“The Experience Economy”

Previously, when I visited museums and exhibitions, I was a passive recipient of the information around me, such as cues emphasizing the theme of the museum. However, after reading “The Experience Economy,” I was amazed to learn that these seemingly unintentional elements inside exhibitions are intentionally staged to enhance the visitor experience. For example, several years ago, I attended an exhibition about green witches that was both entertaining and immersive. Workers inside the exhibition wore various costumes that symbolized their understandings and perceptions of the images of green witches. Everything inside the exhibition was made in different shades of green, including environmental habitats consisting of green bushes and butterfly models. The exhibition had a vast collection of memorabilia, including green stickers and a card signifying visitors’ designated green witch names, recycling bags, paintings, and fragrances that were specifically designed to fit the theme. By perfectly utilizing these elements to shape a unified and cohesive storyline and incorporating different sensory experiences, such as visual and olfactory experiences, visitors could leave the exhibition with a magical impression of the entire experience.

For a good exhibition, intentionally staged elements for a better visitor experience should appear natural to the visitors. However, these elements, although they help visitors better define their experience, are often motivated by the economic profits institutions could gain from them. It is thus essential to ensure that this cynical motive goes “undetected” by visitors to avoid disturbing their experience with such thoughts. I wonder what efforts exhibitions could make to mitigate this potentially negative impact.

“First Time And Repeat Visitors: What makes a Satisfactory Museum Experience”

One thing that stands out to me in the reading “First Time And Repeat Visitors: What makes a Satisfactory Museum Experience” is the increased distribution bias towards females and local residents among repeat visitors when compared to first-time visitors. If a museum’s repeat visitors are predominantly females and residents living within driving distances, it means that the programming and design of the museum is not effectively reaching all demographic groups. This not only affects the creation of a diverse and inclusive environment in the museum, but it also prohibits the visitors from facilitating communications with people with more varied backgrounds. Therefore, to address this bias, I believe that museums, after analyzing their audience data, can develop more targeted outreach and marketing strategies to specifically attract the typically underrepresented groups among museum repeat visitors. For instance, to better appeal to male visitors, museums can occasionally host special events and exhibitions featuring sports and technology, topics that match males visitors’ interest more. In order to better reach visitors from farther away physical locations, museums can develop collaborations with travel companies, creating more accommodations and special packages for tourists.

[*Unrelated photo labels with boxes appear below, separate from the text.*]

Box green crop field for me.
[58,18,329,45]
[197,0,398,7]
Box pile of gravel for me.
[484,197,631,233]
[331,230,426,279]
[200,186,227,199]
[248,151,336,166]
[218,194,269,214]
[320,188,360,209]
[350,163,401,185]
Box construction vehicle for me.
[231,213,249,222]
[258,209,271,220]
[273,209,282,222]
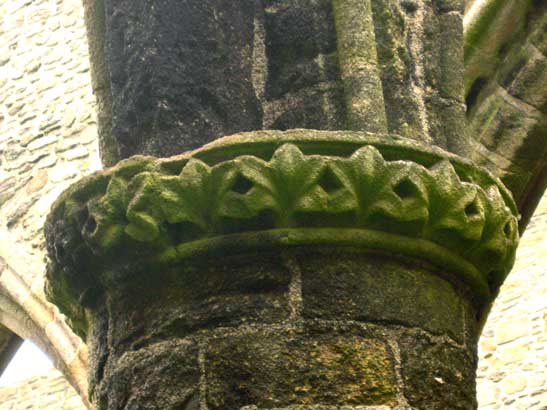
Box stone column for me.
[46,130,518,410]
[84,0,469,166]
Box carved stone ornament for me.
[46,130,518,334]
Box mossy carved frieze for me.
[46,130,518,336]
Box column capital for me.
[46,130,518,336]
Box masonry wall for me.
[477,195,547,410]
[0,370,85,410]
[0,0,547,410]
[0,0,100,276]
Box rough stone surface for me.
[205,332,397,410]
[0,0,547,410]
[0,0,100,409]
[88,0,468,165]
[0,370,86,410]
[80,250,476,410]
[477,195,547,410]
[465,0,547,227]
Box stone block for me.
[205,331,397,410]
[94,341,199,410]
[103,253,290,349]
[399,332,477,410]
[298,251,466,343]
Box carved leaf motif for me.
[428,161,485,245]
[125,172,163,242]
[86,177,128,248]
[471,185,518,283]
[240,144,327,227]
[333,146,428,226]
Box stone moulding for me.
[46,130,518,336]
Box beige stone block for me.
[502,375,528,396]
[495,318,530,344]
[477,382,500,408]
[499,343,530,365]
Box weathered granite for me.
[46,130,518,410]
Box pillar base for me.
[46,130,518,410]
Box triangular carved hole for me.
[318,167,344,194]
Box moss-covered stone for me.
[399,333,477,410]
[297,248,474,343]
[205,332,397,410]
[46,130,518,334]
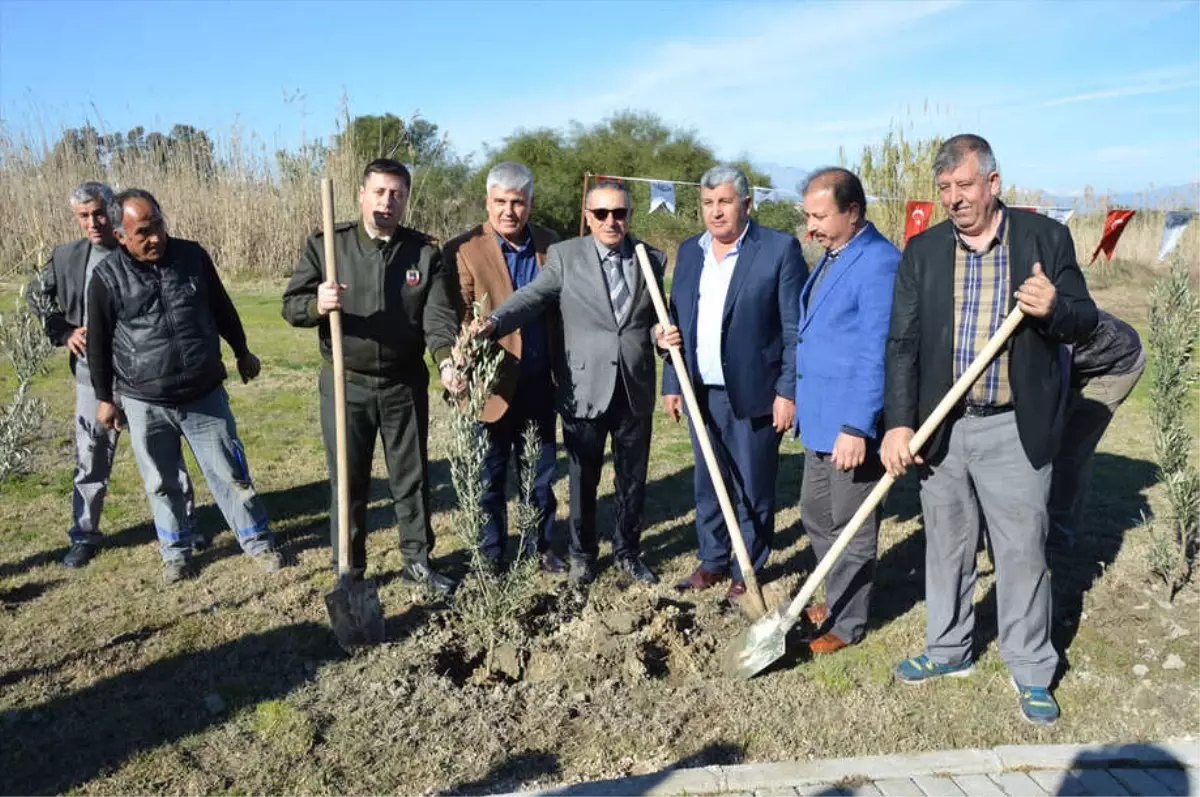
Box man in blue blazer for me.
[659,166,808,598]
[796,168,900,654]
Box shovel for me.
[320,178,383,653]
[634,244,767,617]
[721,307,1025,679]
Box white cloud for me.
[1037,79,1200,108]
[448,0,961,158]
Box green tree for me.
[474,110,799,252]
[335,113,446,166]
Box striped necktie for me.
[604,250,632,326]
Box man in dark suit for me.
[659,166,808,598]
[881,134,1097,725]
[442,161,566,573]
[796,168,900,654]
[475,181,667,585]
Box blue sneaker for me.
[1013,678,1062,725]
[893,653,974,683]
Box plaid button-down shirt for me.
[954,205,1013,406]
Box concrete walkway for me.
[489,741,1200,797]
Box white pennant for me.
[1038,208,1075,224]
[650,180,674,215]
[1158,210,1195,263]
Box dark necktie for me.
[604,250,632,326]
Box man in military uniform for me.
[283,158,458,593]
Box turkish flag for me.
[904,199,934,244]
[1087,210,1136,265]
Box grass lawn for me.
[0,279,1200,795]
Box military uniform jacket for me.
[283,222,458,380]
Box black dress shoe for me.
[617,556,659,583]
[566,559,596,587]
[62,543,96,568]
[400,562,458,595]
[539,551,566,575]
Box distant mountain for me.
[754,163,809,193]
[755,163,1200,210]
[1016,182,1200,212]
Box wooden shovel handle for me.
[634,244,767,613]
[784,307,1025,629]
[320,178,350,576]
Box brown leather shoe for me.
[804,604,829,628]
[676,568,730,592]
[809,631,850,655]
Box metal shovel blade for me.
[721,606,793,681]
[325,576,383,653]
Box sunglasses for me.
[588,208,629,222]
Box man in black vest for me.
[283,158,458,593]
[25,181,192,568]
[88,188,282,583]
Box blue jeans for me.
[688,385,782,579]
[67,360,193,545]
[122,388,274,562]
[480,376,558,559]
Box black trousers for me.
[320,367,433,568]
[563,371,652,562]
[800,451,883,642]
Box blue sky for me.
[0,0,1200,194]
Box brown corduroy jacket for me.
[442,221,562,424]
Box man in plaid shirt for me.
[880,134,1097,725]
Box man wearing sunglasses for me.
[474,180,667,585]
[659,166,809,599]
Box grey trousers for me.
[920,412,1058,687]
[1050,356,1146,543]
[124,388,275,562]
[67,369,196,545]
[319,367,433,568]
[800,451,883,643]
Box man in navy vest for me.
[88,188,282,583]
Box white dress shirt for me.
[696,223,750,388]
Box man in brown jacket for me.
[444,161,566,573]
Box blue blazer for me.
[662,220,809,419]
[796,222,900,453]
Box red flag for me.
[904,199,934,244]
[1087,210,1136,265]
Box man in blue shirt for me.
[796,168,900,654]
[439,162,566,574]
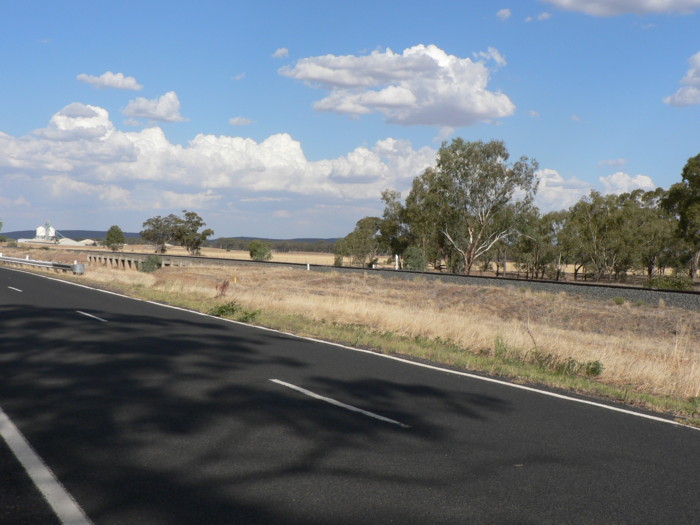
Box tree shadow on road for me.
[0,305,510,524]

They could also make better use of online resources and advertisement for people from outside the local area, either rendering them the same experience digitally or better motivate them to visit the museum in person.

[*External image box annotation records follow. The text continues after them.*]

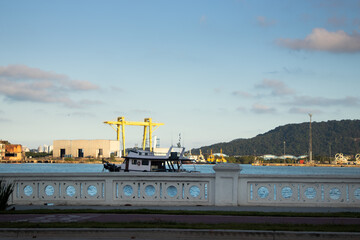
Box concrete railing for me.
[0,164,360,207]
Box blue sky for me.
[0,0,360,148]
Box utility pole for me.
[309,113,312,163]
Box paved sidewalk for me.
[0,206,360,225]
[0,213,360,225]
[8,205,360,213]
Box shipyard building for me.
[53,140,120,158]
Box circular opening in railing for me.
[87,185,97,197]
[24,185,33,197]
[281,187,293,199]
[66,186,76,197]
[354,188,360,200]
[329,188,341,200]
[45,185,55,196]
[123,185,134,197]
[304,187,316,199]
[258,187,269,198]
[189,186,200,197]
[145,185,155,197]
[166,186,177,197]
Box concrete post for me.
[213,163,240,206]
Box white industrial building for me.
[53,140,120,158]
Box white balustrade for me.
[0,164,360,207]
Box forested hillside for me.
[192,120,360,156]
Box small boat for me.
[104,147,191,172]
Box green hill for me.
[191,120,360,156]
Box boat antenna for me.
[177,133,181,147]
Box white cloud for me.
[327,16,346,27]
[256,16,276,27]
[0,65,99,107]
[251,103,276,114]
[290,96,360,107]
[256,79,294,96]
[232,91,252,98]
[289,107,322,114]
[276,28,360,53]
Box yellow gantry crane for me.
[104,117,164,156]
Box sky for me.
[0,0,360,148]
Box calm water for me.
[0,163,360,176]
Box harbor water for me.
[0,163,360,177]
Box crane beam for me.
[104,117,164,156]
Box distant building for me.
[53,140,120,158]
[0,143,5,160]
[22,146,30,152]
[4,144,23,161]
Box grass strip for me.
[1,221,360,232]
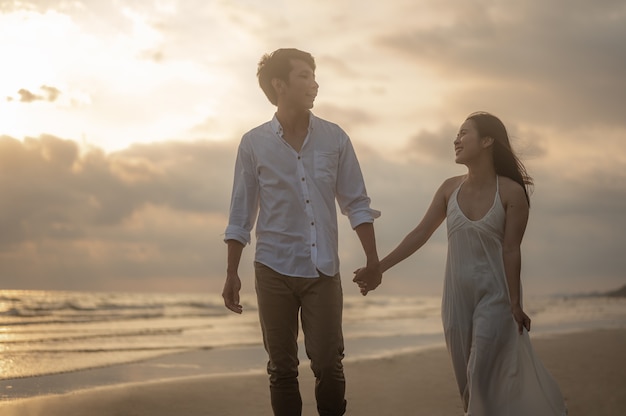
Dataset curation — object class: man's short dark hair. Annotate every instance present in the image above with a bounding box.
[256,48,315,105]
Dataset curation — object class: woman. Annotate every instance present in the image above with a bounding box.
[354,112,567,416]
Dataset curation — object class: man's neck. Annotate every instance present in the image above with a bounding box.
[276,107,311,135]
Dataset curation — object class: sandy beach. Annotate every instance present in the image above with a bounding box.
[0,329,626,416]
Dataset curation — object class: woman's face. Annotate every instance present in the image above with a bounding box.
[454,120,485,164]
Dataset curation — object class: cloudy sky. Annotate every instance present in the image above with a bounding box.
[0,0,626,295]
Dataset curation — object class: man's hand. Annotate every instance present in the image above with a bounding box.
[222,273,243,314]
[352,265,383,296]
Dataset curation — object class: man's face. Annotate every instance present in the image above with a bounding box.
[282,59,319,110]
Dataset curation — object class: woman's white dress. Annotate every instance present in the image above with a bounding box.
[442,180,567,416]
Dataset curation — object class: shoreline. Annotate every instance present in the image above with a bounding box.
[0,328,626,416]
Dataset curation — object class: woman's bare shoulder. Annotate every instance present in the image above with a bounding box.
[499,176,526,206]
[438,175,467,201]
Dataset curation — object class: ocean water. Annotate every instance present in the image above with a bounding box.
[0,291,626,390]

One concern I have regarding taking the aforementioned targeted approaches to address the situation is that I am worried about museums potentially losing the previously dominant groups, females and local residents. If they notice that a lot of the actions of the museums are specifically tailored to the taste and needs of males and tourists, they might feel like they are being disregarded and lack interest in the museums. Therefore, as the museums make efforts to make demographic groups among repeat visitors more balanced, they should also keep in mind the original strategies that made specific groups more inclined to revisit.